I’ll tell you the life of a commoner; He who wakes up to go to work each day, he doesn’t want to get to work late because he can’t risk upsetting the boss.
The boss who has the capacity to raise a finger and someone is fired or hired. So he gets to work earlier and diligently get to work, alas! Before he knows it, he is done with work by mid-morning, and all that’s left to do is go through his Facebook messages and Instagram, double tapping any smiley photo that crosses his feed. Is it lunch time yet? He gets ready to leave, but everyone else is firmly rooted to their chairs as their eyes are fixed on their desktops, they are probably doing the same thing he was doing, it gives the boss the impression that everyone is working really really hard. 2 hours to lunch time, yet his mind has already drifted to members or the Kuku joint, and he can’t wait to get his hands on that Ugali. After what seems like Eternity, Lunchtime arrives, and he heads off to satisfy the hunger pangs.
The story of our lives, Members, for example, is a receptor of all people during lunch, from all walks of life, why? Maybe because it is affordable and their food; mostly traditional delicacies, are over the top.
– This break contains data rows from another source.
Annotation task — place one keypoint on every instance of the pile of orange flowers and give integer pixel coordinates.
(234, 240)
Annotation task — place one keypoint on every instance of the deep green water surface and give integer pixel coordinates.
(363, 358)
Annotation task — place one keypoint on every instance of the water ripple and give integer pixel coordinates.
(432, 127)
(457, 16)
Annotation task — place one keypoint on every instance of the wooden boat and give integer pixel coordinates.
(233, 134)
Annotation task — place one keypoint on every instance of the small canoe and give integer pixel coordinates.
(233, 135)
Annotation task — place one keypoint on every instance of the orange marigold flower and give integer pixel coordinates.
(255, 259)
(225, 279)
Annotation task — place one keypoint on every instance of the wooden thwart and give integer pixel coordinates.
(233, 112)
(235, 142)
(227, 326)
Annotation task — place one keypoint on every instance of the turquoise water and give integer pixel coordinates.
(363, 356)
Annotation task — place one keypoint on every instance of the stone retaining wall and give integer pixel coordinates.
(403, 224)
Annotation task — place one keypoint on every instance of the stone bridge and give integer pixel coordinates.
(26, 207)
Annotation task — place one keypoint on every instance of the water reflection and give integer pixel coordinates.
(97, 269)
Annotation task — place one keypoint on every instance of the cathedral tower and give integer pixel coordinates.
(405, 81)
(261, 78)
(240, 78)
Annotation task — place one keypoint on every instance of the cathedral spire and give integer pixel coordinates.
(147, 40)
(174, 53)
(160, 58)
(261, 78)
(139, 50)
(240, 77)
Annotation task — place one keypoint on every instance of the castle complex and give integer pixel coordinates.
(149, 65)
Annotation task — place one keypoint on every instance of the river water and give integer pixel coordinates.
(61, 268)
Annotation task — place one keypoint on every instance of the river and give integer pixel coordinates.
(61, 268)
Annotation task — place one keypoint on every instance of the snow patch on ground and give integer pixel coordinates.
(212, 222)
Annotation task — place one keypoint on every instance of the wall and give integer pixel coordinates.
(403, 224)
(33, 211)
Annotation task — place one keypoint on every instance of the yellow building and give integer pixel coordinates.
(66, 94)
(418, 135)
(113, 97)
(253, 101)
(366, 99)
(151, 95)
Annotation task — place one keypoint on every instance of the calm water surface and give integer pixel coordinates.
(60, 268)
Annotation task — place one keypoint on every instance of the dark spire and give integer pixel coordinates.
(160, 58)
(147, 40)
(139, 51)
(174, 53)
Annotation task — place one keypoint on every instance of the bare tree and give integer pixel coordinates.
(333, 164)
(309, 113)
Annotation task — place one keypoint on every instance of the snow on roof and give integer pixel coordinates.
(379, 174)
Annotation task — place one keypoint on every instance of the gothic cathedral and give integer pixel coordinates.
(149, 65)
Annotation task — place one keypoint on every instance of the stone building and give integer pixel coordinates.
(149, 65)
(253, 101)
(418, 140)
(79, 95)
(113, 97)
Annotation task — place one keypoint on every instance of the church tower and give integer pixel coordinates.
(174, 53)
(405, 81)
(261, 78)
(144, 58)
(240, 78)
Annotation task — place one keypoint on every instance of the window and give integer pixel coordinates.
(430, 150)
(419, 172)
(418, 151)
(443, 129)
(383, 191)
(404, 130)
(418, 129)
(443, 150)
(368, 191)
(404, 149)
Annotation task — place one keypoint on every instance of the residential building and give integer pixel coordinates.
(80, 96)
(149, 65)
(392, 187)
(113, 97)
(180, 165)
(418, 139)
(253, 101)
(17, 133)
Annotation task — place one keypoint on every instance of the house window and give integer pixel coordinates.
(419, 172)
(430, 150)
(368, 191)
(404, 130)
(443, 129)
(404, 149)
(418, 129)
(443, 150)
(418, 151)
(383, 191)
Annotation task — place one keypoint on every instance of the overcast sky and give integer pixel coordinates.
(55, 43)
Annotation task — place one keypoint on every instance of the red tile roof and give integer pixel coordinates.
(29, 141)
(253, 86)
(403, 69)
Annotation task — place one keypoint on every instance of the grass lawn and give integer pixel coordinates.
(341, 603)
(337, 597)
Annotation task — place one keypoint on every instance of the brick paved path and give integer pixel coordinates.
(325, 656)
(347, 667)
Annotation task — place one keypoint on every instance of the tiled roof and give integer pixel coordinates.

So now the other week we were treated to a ‘spectacle’ as our very able deputy of state and our governor satisfied their hunger in some Kuku joint. These guys are in their hometown, they can eat anywhere, they’ve probably eaten there before when no one knew their names.
Why is it such a big deal now? Maybe because they are now prominent people and they might as well have eaten at any five star, but they chose mama’s humble abode? Fair enough, that’s an argument in itself, so right maybe it is humility. Just maybe.
However, that said; Prominent people are just people like you and me, people who just happen to be appointed our leaders or those individuals who have done something notable and have then rose to fame. These people are celebrities of sorts; their lives are different than ours. But Humility is not a one-day thing, humility will be seen without much effort, and humility cannot be defined by just a single act that is blown out of proportion, no, Humility is a virtue that departs NOT a person despite their social status and prominence.
I’m not saying that the act of eating at that ‘kibanda’ was not humility, it was, by all means but let’s not be so blinded by the image someone else crafts for us to see. Let us judge a person basing on many other interactions and situations.
The way you treat people at the moment, the way you handle different situations as at now is what will earn you the ‘throne of kings/queens’ in someone’s heart.
Be humble always not just when the cameras are rolling.